Using induction on $n$, we can show that the Circle FFT algorithm outputs coefficients with respect to the following basis [Theorem 2, Circle STARKs]:

$$ b^{(n)}_j(X, Y) := Y^{j_0} \cdot X^{j_1} \cdot \pi(X)^{j_2} \cdot \pi^2(X)^{j_3} \cdots \pi^{n-2}(X)^{j_{n-1}} $$

where $0 \leq j \leq 2^n - 1$ and $(j_0, \ldots, j_{n-1}) \in \{0, 1\}^n$ is the binary representation of $j$, i.e., $$j = j_0 + j_1 \cdot 2 + \cdots + j_{n-1} \cdot 2^{n-1}.$$

Note

In the paper, the elements of the basis $b^{(n)}(X, Y)$ are defined as:

$$ b^{n}_j(X, Y) := Y^{j_0} \cdot v_1(X)^{j_1} \cdots v_{n-1}(X)^{j_{n-1}} $$

Here, each $v_k(X)$ (for $1 \leq k \leq n - 1$) is the vanishing polynomial of the standard position coset of size $2^k$, as described in Part II.

This aligns with our earlier definition of the basis, using the substitution: $$ v_k(X) = \pi^{k-1}(X), \quad 1 \leq k \leq n - 1. $$

Dimension Gap

Let the space spanned by the basis polynomials in $b^{(n)}(X, Y)$ be $L’_N(\mathbb{F})$. The basis $b^{(n)}(X, Y)$ has a total $N=2^n$ elements and thus the dimension of the space $L’_N(\mathbb{F})$ is $N$. However, the space of bivariate polynomials over the circle curve is $L_N(\mathbb{F})$ which has dimension $N+1$, as discussed in Part II.

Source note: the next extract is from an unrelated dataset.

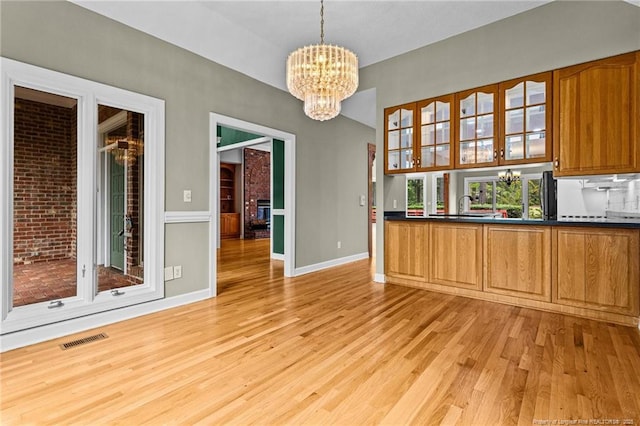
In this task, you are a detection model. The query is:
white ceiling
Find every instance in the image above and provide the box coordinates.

We can identify the missing highest total degree element in $L’_N(\mathbb{F})$ by examining the basis. The highest total degree element in basis $b^{(n)}(X, Y)$ is: $$Y \cdot X \cdot \pi(X) \cdot \pi^2(X) \cdot \pi^3(X) \cdots \pi^{n-2}(X)$$

Using $deg(\pi^j(X) = 2^j)$, the highest degree of $X$ in the above term is: $$1 + 2 + 2^2 + 2^3 + \cdots + 2^{n-2} = 2^{n-1} - 1 = N/2 - 1$$

Since the highest degree of $X$ in $L’_N(\mathbb{F})$ is $N/2 - 1$, we can represent the space $L’_N(\mathbb{F})$ as follows: $$ L’_N(\mathbb{F}) = \mathbb{F}[X]^{ \leq N/2 - 1} + Y \cdot \mathbb{F}[X]^{ \leq N/2 - 1} $$ where $\mathbb{F}[X]^{ \leq N/2 - 1}$ represents polynomials of degree at most $N/2 - 1$ with coefficients in $\mathbb{F}$. Similarly, we can represent the space $L_N(\mathbb{F})$ as: $$ L_N(\mathbb{F}) = \mathbb{F}[X]^{ \leq N/2} + Y \cdot \mathbb{F}[X]^{ \leq N/2 - 1} $$

Thus the space $L’_N(\mathbb{F})$ does not include the monomial $X^{N/2}$, which lies in the space $L_N(\mathbb{F})$. Therefore, $$ L_N(\mathbb{F}) = L’_N(\mathbb{F}) + \langle X^{N/2} \rangle $$

Since the space spanned by $X^{N/2}$ is same as the space spanned by the vanishing polynomial $v_n(X)$ which has degree $deg(v_n) = 2^{n-1} =N/2$, we can also write: $$ L_N(\mathbb{F}) = L’_N(\mathbb{F}) + \langle v_n \rangle $$

A consequence of this dimension gap is that we cannot interpolate some polynomials over the circle i.e. those with $X^{N/2}$. We will see how to handle this in the next part of this series.

Conclusion

In this blog post, we explored the Circle FFT and its structural similarity to the classical Cooley–Tukey FFT. We also discussed the dimension gap between the space of polynomials over the circle curve and the space spanned by the basis of the Circle FFT.

We did not cover the inverse FFT, i.e., evaluating a polynomial at a given set of points. However, the approach is conceptually similar and all operations can be run in reverse. This is left as an exercise to the reader.

In the next part, we’ll address how this dimension gap is handled within the FRI protocol and see how all the ideas from the previous posts come together to build the Circle STARK.